Vocabulary Scaling Law: Tuning Open-vocabulary Predictors for Their Openness¶

Conference: CVPR 2026
Paper: CVF Open Access
Area: Multimodal VLM
Keywords: CLIP Open-vocabulary, Vocabulary Scaling Law, stability/extensibility, Submodular Optimization, Prompt-tuning

TL;DR¶

This paper theoretically proves that the ability of CLIP to maintain accuracy on old classes (stability) and recognize new classes (extensibility) as the vocabulary expands is lower-bounded by the "prediction confidence over the complete open vocabulary universe \(U\)." Based on this, it proposes three tuning principles (covering the entire \(U\), tuning only class-name embeddings, and adding orthogonal constraints to trained/open class-name embeddings) and implements SVFT, a fine-tuning method that uses submodular greedy selection to approximate \(U\). SVFT significantly outperforms existing fine-tuning methods in both stability and extensibility.

Background & Motivation¶

Background: The hallmark capability of vision-language models like CLIP is "open-vocabulary prediction"—given an image and a set of user-defined class names (a photo of a [CLASS]), each class name can be encoded into classification weights for recognition, no longer restricted by fixed category sets. Fine-tuning methods for CLIP generally follow three paths: adapters (inserting small modules outside the frozen encoder), prompt-tuning (tuning the context embeddings of the template), and name-tuning (directly tuning the class-name embeddings).
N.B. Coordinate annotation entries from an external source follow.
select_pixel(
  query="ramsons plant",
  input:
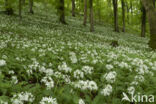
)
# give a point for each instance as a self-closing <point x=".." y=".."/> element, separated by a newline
<point x="43" y="62"/>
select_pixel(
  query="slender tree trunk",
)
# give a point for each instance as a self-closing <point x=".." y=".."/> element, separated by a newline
<point x="131" y="7"/>
<point x="151" y="13"/>
<point x="115" y="6"/>
<point x="20" y="9"/>
<point x="127" y="12"/>
<point x="99" y="10"/>
<point x="154" y="3"/>
<point x="123" y="15"/>
<point x="8" y="9"/>
<point x="23" y="2"/>
<point x="31" y="2"/>
<point x="73" y="8"/>
<point x="85" y="13"/>
<point x="143" y="25"/>
<point x="91" y="16"/>
<point x="61" y="11"/>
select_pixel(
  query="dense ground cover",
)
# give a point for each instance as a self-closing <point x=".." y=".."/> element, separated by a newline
<point x="44" y="62"/>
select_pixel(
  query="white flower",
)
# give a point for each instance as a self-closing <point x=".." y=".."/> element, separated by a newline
<point x="86" y="85"/>
<point x="81" y="101"/>
<point x="22" y="97"/>
<point x="2" y="62"/>
<point x="48" y="82"/>
<point x="64" y="68"/>
<point x="78" y="74"/>
<point x="131" y="90"/>
<point x="110" y="77"/>
<point x="3" y="102"/>
<point x="139" y="78"/>
<point x="87" y="69"/>
<point x="14" y="79"/>
<point x="107" y="90"/>
<point x="11" y="72"/>
<point x="109" y="67"/>
<point x="73" y="57"/>
<point x="48" y="100"/>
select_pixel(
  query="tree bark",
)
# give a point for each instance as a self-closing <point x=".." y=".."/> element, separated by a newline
<point x="143" y="25"/>
<point x="151" y="13"/>
<point x="8" y="9"/>
<point x="61" y="11"/>
<point x="115" y="7"/>
<point x="99" y="10"/>
<point x="123" y="15"/>
<point x="20" y="9"/>
<point x="154" y="3"/>
<point x="85" y="13"/>
<point x="73" y="8"/>
<point x="91" y="16"/>
<point x="31" y="2"/>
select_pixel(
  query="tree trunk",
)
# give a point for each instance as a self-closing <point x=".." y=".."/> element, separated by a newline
<point x="91" y="16"/>
<point x="127" y="7"/>
<point x="151" y="13"/>
<point x="20" y="9"/>
<point x="143" y="25"/>
<point x="31" y="2"/>
<point x="115" y="7"/>
<point x="61" y="11"/>
<point x="85" y="13"/>
<point x="8" y="8"/>
<point x="73" y="8"/>
<point x="123" y="15"/>
<point x="154" y="3"/>
<point x="99" y="10"/>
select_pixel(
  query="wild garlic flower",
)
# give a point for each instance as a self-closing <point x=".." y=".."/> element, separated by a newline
<point x="73" y="57"/>
<point x="87" y="69"/>
<point x="131" y="90"/>
<point x="64" y="68"/>
<point x="48" y="81"/>
<point x="81" y="101"/>
<point x="2" y="63"/>
<point x="110" y="77"/>
<point x="3" y="102"/>
<point x="78" y="74"/>
<point x="107" y="90"/>
<point x="86" y="85"/>
<point x="22" y="98"/>
<point x="48" y="100"/>
<point x="109" y="66"/>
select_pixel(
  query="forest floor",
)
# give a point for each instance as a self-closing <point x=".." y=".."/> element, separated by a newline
<point x="39" y="58"/>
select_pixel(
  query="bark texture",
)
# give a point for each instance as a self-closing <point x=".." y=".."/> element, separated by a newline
<point x="61" y="11"/>
<point x="123" y="15"/>
<point x="115" y="7"/>
<point x="151" y="13"/>
<point x="85" y="13"/>
<point x="31" y="2"/>
<point x="143" y="24"/>
<point x="73" y="8"/>
<point x="91" y="16"/>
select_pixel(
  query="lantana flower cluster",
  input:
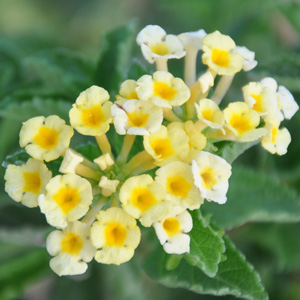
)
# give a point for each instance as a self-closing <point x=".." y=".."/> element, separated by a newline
<point x="97" y="207"/>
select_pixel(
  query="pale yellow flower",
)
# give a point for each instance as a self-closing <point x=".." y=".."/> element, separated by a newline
<point x="104" y="161"/>
<point x="127" y="91"/>
<point x="90" y="115"/>
<point x="209" y="113"/>
<point x="156" y="44"/>
<point x="163" y="89"/>
<point x="136" y="117"/>
<point x="249" y="61"/>
<point x="45" y="138"/>
<point x="168" y="144"/>
<point x="67" y="199"/>
<point x="108" y="186"/>
<point x="177" y="179"/>
<point x="276" y="141"/>
<point x="145" y="199"/>
<point x="263" y="100"/>
<point x="211" y="174"/>
<point x="172" y="233"/>
<point x="218" y="54"/>
<point x="70" y="162"/>
<point x="25" y="183"/>
<point x="116" y="234"/>
<point x="72" y="249"/>
<point x="242" y="121"/>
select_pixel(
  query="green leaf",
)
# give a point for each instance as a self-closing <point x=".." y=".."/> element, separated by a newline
<point x="279" y="240"/>
<point x="254" y="196"/>
<point x="21" y="269"/>
<point x="206" y="246"/>
<point x="230" y="151"/>
<point x="235" y="277"/>
<point x="89" y="150"/>
<point x="19" y="158"/>
<point x="57" y="73"/>
<point x="137" y="70"/>
<point x="115" y="56"/>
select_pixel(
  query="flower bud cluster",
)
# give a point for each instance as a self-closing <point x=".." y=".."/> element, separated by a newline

Limitations of Prior Work: Almost all CLIP fine-tuning schemes and evaluation protocols assume an unrealistic premise—that test images happen to belong to the classes constituting the open vocabulary. In other words, "open-vocabulary predictors are actually evaluated under a closed-set, static setting." However, once the vocabulary is expanded (mixing in "distractor" classes the image does not belong to, or requiring recognition of new classes unseen during training), studies like [22] have shown that CLIP and its fine-tuning methods degrade significantly. The paper formalizes these pressures into two metrics (see Figure 2):

stability: How much accuracy the model maintains on its known/fine-tuned classes after mixing a large number of unseen "distractors" into the vocabulary.
extensibility: The model's zero-shot recognition capability for new classes not involved in fine-tuning, as the same vocabulary expands.

Key Challenge: The fine-tuning objectives of existing methods focus solely on the target training vocabulary \(V^{(T)}\), never considering the names of open classes \(U/V^{(T)}\). Consequently, as the vocabulary grows, more "uncalibrated" open classes appear in the softmax denominator, continuously diluting the confidence of the correct class, leading to a drop in both stability and extensibility. There is also a dilemma: crudely tuning the model for all classes in \(U\) would destroy the embeddings of unseen classes that were already learned well, undermining zero-shot generalization.

Goal: First, provide a theoretical explanation for "why openness inevitably degrades during vocabulary expansion," then offer operable principles on "which direction to tune and which parameters to adjust," and finally make these principles computationally feasible (since \(U\) is too large to tune per class).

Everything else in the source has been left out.